For any $n>1/\epsilon$, we have that $|f(1/n)|=|cn^{-k}g(1/n)|>|n^{-k}| |c/2|$, while simultanously $|f(1/n)|<e^{-n}$. Therefore, we have to have $|n^{-k}| |c/2|<e^{-n}$ for all sufficiently large values of $n$. This is impossible.

You simply prove $\dfrac{d^k f}{d x^k}\Big|_{x=0} = 0$.

If you know some numerical finite difference scheme, you can prove that

there exists real(rational) numbers $A_i$ that,

$\dfrac{d^k f}{d x^k}\Big|_{x=0} = \lim_{n\to\infty} n^k\sum A_i f(\dfrac{i}{n})$,

while exponetial growth is always faster than polynomial growth, the above limit will go to 0.

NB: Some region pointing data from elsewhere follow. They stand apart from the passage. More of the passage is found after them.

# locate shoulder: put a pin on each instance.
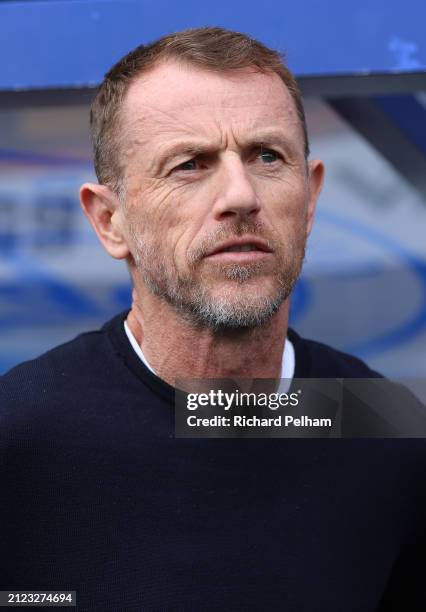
(318, 360)
(54, 381)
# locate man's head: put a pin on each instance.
(201, 150)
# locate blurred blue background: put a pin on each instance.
(363, 69)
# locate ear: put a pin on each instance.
(316, 179)
(103, 209)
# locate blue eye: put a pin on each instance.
(269, 156)
(191, 164)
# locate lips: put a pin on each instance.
(240, 245)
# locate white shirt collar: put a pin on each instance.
(288, 362)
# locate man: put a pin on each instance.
(206, 190)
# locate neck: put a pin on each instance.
(177, 350)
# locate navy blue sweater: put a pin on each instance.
(99, 497)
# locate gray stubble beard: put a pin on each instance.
(194, 302)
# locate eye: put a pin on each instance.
(268, 156)
(190, 164)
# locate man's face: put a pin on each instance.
(218, 202)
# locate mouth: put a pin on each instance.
(242, 249)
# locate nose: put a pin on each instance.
(236, 195)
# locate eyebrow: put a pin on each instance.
(192, 148)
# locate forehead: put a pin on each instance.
(174, 100)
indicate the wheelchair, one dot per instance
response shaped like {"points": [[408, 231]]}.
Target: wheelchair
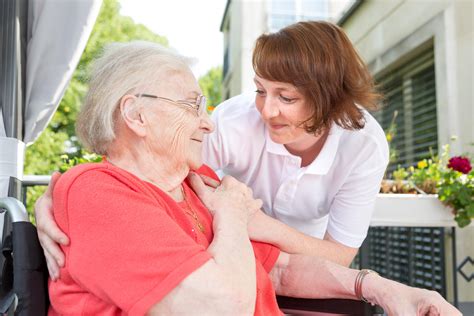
{"points": [[24, 275]]}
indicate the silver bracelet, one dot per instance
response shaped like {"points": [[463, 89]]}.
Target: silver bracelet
{"points": [[358, 283]]}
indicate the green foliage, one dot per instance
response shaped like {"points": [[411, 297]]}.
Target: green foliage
{"points": [[426, 176], [211, 85], [436, 176], [457, 191], [69, 162], [44, 156]]}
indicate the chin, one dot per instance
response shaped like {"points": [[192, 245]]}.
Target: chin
{"points": [[280, 139], [195, 165]]}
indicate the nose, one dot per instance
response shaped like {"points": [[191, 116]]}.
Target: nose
{"points": [[207, 125], [270, 108]]}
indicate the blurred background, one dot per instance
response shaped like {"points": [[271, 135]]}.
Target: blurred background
{"points": [[419, 51]]}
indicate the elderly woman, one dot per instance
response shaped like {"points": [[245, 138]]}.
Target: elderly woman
{"points": [[147, 234]]}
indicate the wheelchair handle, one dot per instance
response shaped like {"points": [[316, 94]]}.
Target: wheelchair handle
{"points": [[15, 209]]}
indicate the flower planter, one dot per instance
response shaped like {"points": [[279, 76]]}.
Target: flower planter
{"points": [[411, 210]]}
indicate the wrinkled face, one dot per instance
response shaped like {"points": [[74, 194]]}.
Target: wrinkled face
{"points": [[283, 109], [176, 131]]}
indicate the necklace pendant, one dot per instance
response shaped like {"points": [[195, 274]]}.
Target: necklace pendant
{"points": [[201, 227]]}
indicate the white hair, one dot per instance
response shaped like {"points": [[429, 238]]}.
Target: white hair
{"points": [[121, 68]]}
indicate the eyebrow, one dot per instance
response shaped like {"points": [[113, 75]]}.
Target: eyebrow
{"points": [[192, 94]]}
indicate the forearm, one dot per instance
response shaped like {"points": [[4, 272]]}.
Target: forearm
{"points": [[233, 255], [312, 277], [293, 241]]}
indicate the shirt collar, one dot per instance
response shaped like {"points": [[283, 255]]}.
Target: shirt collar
{"points": [[326, 157]]}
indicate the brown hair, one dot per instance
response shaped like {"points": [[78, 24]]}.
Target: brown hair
{"points": [[320, 61]]}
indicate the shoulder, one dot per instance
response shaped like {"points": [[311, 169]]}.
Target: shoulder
{"points": [[96, 181], [368, 143], [237, 114], [92, 175], [207, 171]]}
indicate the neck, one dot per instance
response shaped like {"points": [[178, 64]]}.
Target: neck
{"points": [[309, 148], [158, 170]]}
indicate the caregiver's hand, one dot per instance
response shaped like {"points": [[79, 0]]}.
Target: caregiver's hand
{"points": [[49, 234]]}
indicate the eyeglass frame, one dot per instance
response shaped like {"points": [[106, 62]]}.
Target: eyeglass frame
{"points": [[199, 106]]}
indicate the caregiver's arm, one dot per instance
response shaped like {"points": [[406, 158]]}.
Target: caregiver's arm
{"points": [[312, 277], [267, 229]]}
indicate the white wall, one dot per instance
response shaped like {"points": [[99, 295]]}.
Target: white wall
{"points": [[386, 32]]}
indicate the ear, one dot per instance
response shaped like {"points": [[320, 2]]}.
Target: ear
{"points": [[132, 116]]}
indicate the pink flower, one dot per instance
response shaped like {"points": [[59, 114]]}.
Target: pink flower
{"points": [[461, 164]]}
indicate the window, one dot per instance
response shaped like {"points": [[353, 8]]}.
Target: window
{"points": [[410, 102], [286, 12]]}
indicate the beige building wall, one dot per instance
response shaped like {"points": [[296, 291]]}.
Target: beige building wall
{"points": [[386, 34], [246, 21], [243, 22]]}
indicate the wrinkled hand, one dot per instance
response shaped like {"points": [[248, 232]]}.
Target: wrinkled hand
{"points": [[229, 195], [399, 300], [49, 234]]}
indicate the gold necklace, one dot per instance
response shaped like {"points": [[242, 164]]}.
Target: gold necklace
{"points": [[191, 212]]}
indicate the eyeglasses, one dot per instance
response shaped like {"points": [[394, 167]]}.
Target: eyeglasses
{"points": [[199, 106]]}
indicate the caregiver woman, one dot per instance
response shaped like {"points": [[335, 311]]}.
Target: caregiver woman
{"points": [[303, 142]]}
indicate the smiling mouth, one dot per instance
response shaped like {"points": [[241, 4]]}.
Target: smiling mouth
{"points": [[277, 126]]}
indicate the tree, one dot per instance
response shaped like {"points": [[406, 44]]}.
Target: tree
{"points": [[59, 139], [211, 85]]}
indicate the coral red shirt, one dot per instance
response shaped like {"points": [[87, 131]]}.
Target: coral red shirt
{"points": [[131, 244]]}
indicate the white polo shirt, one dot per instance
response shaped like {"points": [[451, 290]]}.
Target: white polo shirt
{"points": [[335, 193]]}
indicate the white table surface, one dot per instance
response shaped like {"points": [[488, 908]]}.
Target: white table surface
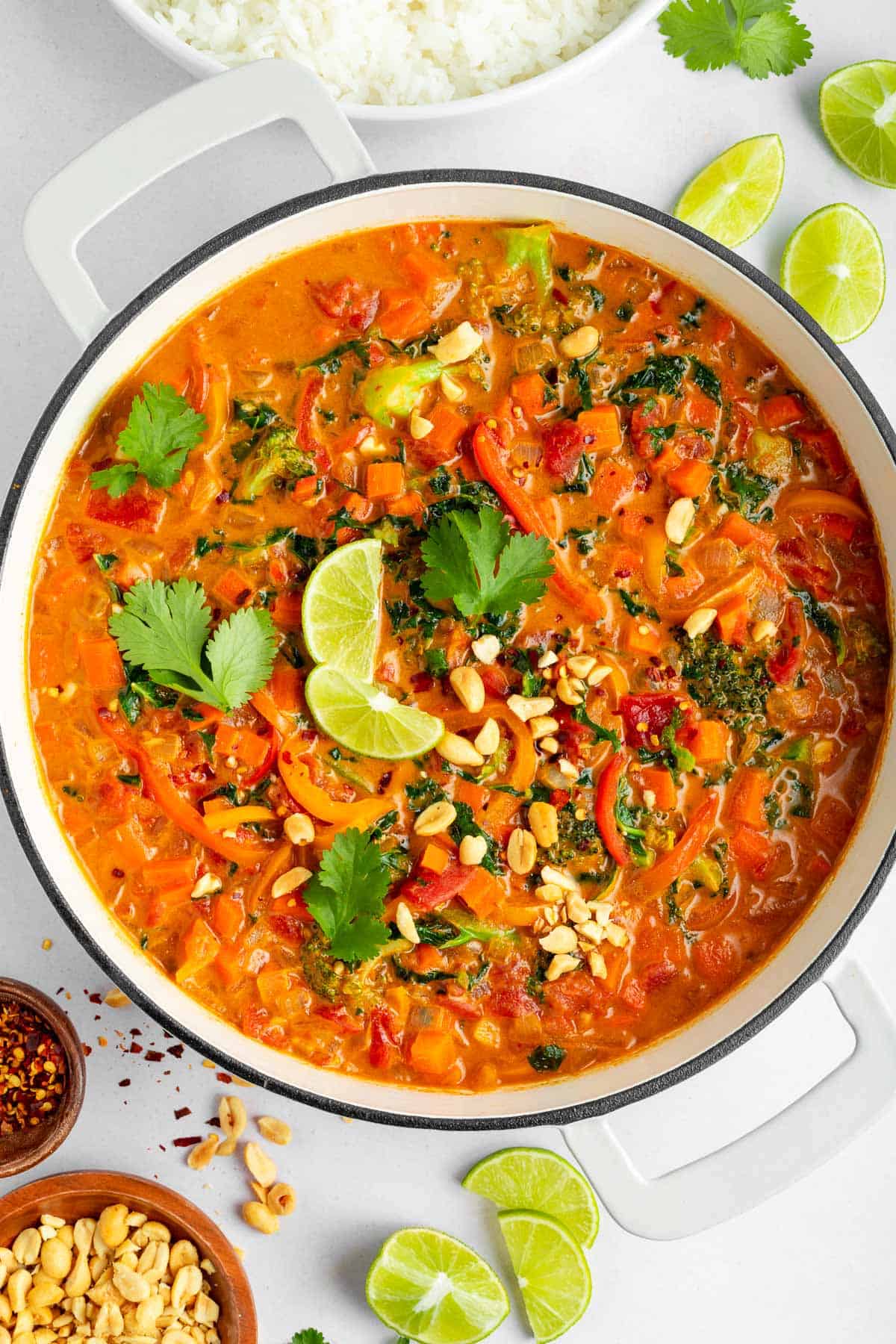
{"points": [[815, 1263]]}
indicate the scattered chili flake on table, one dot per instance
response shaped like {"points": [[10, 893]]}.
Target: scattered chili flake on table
{"points": [[33, 1068]]}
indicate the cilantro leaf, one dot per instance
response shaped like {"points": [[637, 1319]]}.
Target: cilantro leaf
{"points": [[762, 37], [346, 895], [473, 561], [164, 629], [160, 432]]}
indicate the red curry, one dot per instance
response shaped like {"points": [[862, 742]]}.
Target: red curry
{"points": [[665, 752]]}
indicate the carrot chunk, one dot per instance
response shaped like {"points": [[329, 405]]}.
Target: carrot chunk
{"points": [[747, 797], [691, 477], [385, 479]]}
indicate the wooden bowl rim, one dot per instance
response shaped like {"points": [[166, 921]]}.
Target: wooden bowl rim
{"points": [[16, 1152], [233, 1289]]}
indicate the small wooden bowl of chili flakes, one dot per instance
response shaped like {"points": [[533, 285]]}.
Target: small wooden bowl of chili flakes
{"points": [[42, 1077]]}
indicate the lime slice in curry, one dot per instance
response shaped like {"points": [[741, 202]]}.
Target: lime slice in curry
{"points": [[538, 1179], [435, 1289], [734, 195], [364, 718], [857, 109], [833, 265], [554, 1276], [341, 608]]}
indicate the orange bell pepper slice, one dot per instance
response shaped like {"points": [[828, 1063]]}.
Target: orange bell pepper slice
{"points": [[296, 776]]}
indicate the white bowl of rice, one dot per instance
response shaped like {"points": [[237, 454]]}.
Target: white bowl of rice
{"points": [[399, 60]]}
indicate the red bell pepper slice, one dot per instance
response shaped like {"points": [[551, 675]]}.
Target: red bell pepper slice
{"points": [[159, 786], [605, 801]]}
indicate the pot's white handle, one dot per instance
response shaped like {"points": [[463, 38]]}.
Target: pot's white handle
{"points": [[768, 1159], [203, 116]]}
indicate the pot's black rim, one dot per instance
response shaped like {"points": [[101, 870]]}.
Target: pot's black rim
{"points": [[340, 191]]}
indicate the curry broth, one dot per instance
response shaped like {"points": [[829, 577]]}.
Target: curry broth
{"points": [[746, 742]]}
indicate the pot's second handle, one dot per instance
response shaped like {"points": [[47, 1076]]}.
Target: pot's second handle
{"points": [[203, 116], [768, 1159]]}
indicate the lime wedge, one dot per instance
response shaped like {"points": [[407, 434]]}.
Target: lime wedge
{"points": [[554, 1275], [364, 718], [341, 608], [857, 109], [538, 1179], [435, 1289], [833, 265], [734, 195]]}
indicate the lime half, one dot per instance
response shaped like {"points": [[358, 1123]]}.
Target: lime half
{"points": [[435, 1289], [833, 265], [341, 608], [364, 718], [735, 194], [538, 1179], [554, 1275], [857, 109]]}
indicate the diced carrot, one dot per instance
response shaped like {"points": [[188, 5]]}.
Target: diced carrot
{"points": [[285, 687], [529, 393], [247, 746], [101, 662], [287, 611], [783, 410], [744, 534], [46, 662], [474, 794], [161, 874], [731, 621], [747, 796], [702, 410], [601, 428], [435, 858], [433, 1051], [385, 479], [709, 739], [402, 315], [305, 488], [482, 893], [657, 780], [753, 848], [234, 586], [691, 477], [199, 949], [227, 915], [641, 638]]}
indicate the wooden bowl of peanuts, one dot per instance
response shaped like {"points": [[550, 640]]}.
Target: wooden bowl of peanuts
{"points": [[120, 1256]]}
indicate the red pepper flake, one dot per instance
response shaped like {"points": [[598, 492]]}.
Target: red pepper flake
{"points": [[33, 1068]]}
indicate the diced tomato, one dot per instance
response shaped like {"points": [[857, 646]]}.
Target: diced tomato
{"points": [[645, 717], [563, 445], [134, 511], [348, 302]]}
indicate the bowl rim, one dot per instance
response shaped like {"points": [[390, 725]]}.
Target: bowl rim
{"points": [[166, 1202], [335, 193], [203, 65], [53, 1133]]}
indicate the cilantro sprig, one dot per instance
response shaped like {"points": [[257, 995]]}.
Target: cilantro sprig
{"points": [[160, 432], [164, 629], [473, 561], [763, 37], [347, 893]]}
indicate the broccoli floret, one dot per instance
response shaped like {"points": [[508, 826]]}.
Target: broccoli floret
{"points": [[723, 679], [274, 455]]}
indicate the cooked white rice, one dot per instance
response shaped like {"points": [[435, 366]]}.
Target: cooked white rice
{"points": [[396, 52]]}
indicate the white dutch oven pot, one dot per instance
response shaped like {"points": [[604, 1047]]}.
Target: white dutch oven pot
{"points": [[697, 1195]]}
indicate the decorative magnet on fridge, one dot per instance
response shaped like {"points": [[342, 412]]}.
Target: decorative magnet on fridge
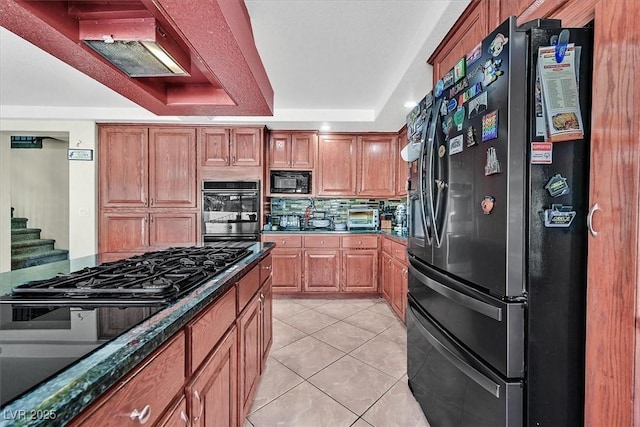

Btw. To solve for the coefficients $A_i$, you simply use Taylor expansion for

$f(\dfrac{i}{n}) = \sum_{m=0}^{k-1} \dfrac{1}{m!} f^{(m)}(0)\cdot (\dfrac{i}{n})^m + \dfrac{1}{k!}f^{(m)}(0) (\dfrac{i}{n})^k + O(\dfrac{i}{n})^{k+1}$

thus we can solve $A_i$ from a system,

$\sum A_i (\dfrac{i}{n})^m = 0$ for $i=0, 1, 2, \cdots k - 1$

the system is a Vandermon, thus non-singular, it is solvable. $\sum A_i (\dfrac{i}{n})^{k} = 1$